Well, imagine if that moment was the entire movie. Trust me, I’m not saying anyone escapes, by the way, but the whole movie is a small group of people trying to escape a sudden horror that has befallen them. A small group of scientists and astronauts are doing their thang remotely via a shuttle while the rest of their team is back at the space station. While they’re getting their space walk on there is an explosion that fills the sky with debris. The explosion gives the debris propulsion and it is flying right at them and tears their shit up. Most die immediately and Sandra Bullock and George Clooney’s characters are sent adrift.
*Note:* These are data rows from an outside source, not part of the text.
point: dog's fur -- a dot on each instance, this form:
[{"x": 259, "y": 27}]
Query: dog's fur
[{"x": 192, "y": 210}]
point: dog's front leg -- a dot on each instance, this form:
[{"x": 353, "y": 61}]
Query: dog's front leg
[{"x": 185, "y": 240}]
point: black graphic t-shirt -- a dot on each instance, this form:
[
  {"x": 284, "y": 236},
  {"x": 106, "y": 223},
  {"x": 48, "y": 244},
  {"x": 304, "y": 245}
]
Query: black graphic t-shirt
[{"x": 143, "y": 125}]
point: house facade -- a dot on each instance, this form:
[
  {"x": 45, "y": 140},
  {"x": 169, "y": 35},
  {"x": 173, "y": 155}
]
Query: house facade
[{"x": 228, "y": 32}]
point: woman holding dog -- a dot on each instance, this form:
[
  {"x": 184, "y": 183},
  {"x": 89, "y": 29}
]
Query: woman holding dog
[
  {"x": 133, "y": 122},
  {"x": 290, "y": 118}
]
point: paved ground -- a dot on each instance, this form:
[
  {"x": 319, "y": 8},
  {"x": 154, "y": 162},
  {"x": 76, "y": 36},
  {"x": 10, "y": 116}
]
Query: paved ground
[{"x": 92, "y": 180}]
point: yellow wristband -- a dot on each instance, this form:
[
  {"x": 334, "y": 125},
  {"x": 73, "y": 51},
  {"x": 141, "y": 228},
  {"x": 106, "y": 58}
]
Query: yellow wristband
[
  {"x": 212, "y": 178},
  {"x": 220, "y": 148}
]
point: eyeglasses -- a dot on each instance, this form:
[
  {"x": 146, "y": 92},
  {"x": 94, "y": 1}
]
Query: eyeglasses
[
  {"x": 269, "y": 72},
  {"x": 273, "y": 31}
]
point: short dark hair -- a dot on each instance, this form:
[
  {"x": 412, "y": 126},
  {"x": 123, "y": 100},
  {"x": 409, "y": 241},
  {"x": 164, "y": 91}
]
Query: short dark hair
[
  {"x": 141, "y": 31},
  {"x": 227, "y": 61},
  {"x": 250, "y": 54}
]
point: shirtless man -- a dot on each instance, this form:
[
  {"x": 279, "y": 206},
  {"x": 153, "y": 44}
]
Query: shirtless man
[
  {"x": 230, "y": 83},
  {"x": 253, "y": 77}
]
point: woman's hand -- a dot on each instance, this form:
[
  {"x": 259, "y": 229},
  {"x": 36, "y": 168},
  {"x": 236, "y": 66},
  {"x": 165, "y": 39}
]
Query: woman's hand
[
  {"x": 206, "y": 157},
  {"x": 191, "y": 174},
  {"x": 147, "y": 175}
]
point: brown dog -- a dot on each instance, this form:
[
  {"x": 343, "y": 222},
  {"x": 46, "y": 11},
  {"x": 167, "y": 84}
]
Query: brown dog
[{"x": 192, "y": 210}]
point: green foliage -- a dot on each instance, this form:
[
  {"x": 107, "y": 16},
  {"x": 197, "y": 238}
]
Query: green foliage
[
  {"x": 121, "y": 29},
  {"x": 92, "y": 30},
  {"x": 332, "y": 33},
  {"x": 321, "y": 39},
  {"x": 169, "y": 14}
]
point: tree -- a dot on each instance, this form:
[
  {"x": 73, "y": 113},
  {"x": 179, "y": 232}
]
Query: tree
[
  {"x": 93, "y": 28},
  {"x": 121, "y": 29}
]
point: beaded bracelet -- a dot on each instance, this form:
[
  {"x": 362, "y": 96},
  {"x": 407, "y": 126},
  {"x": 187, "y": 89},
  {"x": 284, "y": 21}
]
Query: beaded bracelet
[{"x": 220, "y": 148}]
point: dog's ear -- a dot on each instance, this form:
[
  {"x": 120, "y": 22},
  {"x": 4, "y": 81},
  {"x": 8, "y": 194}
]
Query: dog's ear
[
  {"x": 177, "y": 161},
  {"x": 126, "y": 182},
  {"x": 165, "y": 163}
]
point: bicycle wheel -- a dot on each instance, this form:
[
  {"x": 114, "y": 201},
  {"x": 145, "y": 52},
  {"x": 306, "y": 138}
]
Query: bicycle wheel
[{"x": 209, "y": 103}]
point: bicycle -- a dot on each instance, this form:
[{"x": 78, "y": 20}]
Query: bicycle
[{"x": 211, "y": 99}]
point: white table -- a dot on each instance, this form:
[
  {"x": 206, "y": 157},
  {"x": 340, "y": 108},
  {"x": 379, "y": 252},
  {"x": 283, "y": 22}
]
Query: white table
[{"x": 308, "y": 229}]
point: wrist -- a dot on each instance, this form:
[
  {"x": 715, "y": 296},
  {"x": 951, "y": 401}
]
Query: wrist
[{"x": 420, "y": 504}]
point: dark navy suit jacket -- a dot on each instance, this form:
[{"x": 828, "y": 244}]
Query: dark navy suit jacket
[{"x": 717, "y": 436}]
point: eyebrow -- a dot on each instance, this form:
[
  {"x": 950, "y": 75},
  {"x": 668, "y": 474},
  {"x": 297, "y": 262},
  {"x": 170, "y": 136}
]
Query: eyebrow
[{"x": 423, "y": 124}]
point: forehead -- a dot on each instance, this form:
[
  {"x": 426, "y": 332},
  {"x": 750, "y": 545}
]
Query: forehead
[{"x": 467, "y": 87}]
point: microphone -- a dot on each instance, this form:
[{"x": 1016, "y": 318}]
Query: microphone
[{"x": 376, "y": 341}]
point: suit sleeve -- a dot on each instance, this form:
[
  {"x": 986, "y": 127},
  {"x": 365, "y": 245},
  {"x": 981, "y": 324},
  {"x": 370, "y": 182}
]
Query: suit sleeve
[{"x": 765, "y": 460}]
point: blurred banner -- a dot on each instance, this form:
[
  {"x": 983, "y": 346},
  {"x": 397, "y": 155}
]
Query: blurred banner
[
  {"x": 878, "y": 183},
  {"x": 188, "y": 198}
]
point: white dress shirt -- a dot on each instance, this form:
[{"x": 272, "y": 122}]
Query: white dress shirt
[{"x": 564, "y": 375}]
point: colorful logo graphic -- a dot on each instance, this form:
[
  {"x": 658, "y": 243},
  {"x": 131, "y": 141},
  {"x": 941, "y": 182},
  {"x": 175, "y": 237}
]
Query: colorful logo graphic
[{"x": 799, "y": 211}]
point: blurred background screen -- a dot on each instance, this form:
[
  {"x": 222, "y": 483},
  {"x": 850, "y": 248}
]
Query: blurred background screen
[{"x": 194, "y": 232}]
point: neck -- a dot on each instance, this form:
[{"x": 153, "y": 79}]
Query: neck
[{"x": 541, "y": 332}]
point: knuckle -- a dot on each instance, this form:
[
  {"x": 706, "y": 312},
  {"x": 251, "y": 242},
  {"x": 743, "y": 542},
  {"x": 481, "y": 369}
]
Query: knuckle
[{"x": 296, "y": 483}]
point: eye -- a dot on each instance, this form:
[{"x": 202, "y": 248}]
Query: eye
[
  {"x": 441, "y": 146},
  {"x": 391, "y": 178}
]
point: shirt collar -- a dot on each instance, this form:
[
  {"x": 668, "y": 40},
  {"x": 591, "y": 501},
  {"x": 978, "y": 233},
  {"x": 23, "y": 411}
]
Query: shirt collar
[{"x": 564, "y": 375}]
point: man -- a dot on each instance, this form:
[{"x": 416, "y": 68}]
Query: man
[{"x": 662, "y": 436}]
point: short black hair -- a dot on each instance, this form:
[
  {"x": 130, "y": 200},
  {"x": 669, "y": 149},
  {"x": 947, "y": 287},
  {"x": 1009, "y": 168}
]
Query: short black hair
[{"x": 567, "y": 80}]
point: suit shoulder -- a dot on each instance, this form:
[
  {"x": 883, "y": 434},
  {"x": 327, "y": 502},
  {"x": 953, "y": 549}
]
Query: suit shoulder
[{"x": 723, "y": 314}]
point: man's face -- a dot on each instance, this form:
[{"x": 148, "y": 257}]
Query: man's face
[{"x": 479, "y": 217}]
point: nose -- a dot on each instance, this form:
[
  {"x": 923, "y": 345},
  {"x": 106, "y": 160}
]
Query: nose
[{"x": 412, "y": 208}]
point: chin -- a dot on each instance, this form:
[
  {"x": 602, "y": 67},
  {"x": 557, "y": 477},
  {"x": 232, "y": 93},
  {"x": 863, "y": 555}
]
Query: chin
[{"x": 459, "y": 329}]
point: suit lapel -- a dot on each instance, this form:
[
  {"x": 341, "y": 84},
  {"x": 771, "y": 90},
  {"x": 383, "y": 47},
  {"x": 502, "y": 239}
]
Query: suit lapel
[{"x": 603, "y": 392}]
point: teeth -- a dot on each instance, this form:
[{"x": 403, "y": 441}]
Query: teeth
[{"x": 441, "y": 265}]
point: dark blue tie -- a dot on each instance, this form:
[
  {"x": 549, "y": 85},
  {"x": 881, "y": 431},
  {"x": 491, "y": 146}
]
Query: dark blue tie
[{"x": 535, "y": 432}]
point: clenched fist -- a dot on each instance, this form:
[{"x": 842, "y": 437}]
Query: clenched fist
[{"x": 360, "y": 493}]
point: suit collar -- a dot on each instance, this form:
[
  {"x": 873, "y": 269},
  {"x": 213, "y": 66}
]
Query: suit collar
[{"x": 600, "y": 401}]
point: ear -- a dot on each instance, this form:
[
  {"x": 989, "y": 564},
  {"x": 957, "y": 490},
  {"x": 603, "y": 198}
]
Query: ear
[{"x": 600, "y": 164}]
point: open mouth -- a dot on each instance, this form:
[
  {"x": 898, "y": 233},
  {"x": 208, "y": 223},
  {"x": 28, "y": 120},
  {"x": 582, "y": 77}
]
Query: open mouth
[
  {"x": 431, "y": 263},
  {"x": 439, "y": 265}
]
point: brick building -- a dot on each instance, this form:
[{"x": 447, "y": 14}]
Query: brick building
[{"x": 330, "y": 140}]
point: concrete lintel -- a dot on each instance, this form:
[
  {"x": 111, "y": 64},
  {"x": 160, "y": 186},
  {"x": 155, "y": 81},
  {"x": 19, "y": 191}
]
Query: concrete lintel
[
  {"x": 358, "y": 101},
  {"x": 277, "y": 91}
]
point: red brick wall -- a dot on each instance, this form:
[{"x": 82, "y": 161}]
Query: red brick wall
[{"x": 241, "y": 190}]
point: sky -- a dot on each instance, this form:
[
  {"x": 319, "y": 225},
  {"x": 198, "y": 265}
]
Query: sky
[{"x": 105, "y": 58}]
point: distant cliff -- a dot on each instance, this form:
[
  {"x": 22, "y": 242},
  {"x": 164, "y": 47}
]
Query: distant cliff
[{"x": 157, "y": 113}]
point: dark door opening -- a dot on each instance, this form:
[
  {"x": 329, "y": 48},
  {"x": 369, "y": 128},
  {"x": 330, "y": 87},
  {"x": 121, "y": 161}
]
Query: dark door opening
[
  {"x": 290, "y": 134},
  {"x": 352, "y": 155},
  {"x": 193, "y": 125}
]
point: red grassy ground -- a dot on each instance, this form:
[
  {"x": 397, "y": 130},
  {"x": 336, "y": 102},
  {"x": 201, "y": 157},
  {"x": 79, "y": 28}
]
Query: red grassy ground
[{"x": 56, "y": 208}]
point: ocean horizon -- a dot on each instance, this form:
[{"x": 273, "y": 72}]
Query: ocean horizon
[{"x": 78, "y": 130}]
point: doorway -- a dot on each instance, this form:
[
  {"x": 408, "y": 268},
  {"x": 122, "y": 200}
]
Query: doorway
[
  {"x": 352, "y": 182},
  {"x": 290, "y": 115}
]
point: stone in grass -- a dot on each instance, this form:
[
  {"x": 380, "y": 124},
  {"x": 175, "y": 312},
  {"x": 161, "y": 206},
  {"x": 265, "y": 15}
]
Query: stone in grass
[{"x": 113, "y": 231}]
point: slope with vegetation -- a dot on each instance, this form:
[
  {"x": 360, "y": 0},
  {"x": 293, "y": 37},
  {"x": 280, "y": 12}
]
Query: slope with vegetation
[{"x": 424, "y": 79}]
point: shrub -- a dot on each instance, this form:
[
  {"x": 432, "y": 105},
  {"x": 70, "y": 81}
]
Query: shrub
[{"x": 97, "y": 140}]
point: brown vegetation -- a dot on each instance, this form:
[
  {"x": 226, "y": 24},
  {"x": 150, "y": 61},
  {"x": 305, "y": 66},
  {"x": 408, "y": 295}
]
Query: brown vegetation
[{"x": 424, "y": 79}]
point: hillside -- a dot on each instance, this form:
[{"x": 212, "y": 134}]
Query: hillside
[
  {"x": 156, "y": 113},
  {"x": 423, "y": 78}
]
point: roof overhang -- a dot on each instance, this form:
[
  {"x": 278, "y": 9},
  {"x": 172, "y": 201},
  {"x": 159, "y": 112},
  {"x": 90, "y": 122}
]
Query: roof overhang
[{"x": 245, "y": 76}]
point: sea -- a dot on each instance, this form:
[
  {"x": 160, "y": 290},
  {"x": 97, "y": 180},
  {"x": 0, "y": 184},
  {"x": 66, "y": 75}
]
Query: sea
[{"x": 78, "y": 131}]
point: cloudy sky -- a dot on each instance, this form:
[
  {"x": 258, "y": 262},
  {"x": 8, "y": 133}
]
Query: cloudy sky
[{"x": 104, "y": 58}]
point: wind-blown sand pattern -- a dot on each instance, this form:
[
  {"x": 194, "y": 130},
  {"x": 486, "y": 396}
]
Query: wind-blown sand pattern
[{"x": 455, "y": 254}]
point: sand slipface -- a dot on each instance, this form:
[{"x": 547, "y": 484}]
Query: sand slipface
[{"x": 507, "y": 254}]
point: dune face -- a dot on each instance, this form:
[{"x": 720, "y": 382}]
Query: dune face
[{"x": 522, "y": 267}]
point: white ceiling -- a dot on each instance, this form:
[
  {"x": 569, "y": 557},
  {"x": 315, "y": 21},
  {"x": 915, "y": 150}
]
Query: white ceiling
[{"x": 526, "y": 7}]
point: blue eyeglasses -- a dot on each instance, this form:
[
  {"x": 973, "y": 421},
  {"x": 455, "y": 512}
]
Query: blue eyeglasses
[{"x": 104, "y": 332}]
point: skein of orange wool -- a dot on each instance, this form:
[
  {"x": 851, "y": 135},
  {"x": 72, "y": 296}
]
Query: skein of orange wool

What does one do when they are flung off into space where there is no friction and nothing to grab onto? Hell, for a decent chunk of the movie Sandra Bullock’s character is literally flipping end over end and can’t stop doing so. With no communication equipment, no way to contact home, no shuttle, no landing equipment, no protection or maps, etc, how does one keep the myriad of things in space that want to kill you, from killing you? To make matters worse, Clooney’s character estimates that, given the speed and mass of the debris that it will take roughly 90 minutes before it goes around the earth and comes back to them and tears them a new space hole. Guess how long the movie is?
This movie is truly an experience. Cuaron does a mindblowing job of creating feeling and tension. I have never watched a movie that made me feel more stressed and on the edge of my seat, so to speak. From the first second to the last it is truly intense. There really is no other word to describe it. It is one of those rare thrillers where I felt it was perfectly possible that none of them would make it. Cuaron uses everything to help create this feel. For example, there is no sound in space. Imagine the possibilities there. The characters can’t use sound to know if anything is hurtling at them, ready to punch a hole right through them, and they can’t exactly see much, since, well, they’re wearing space helmets. Know what I mean? They use the lack of friction to scare you, the gravity, the speed of orbit and on and on. Every single frame of this movie is meticulously designed to be straight up intense. Damn, it’s good. If you want a movie about the beauty of space, skip it, but if you want your pants scared right off, then this is your joint.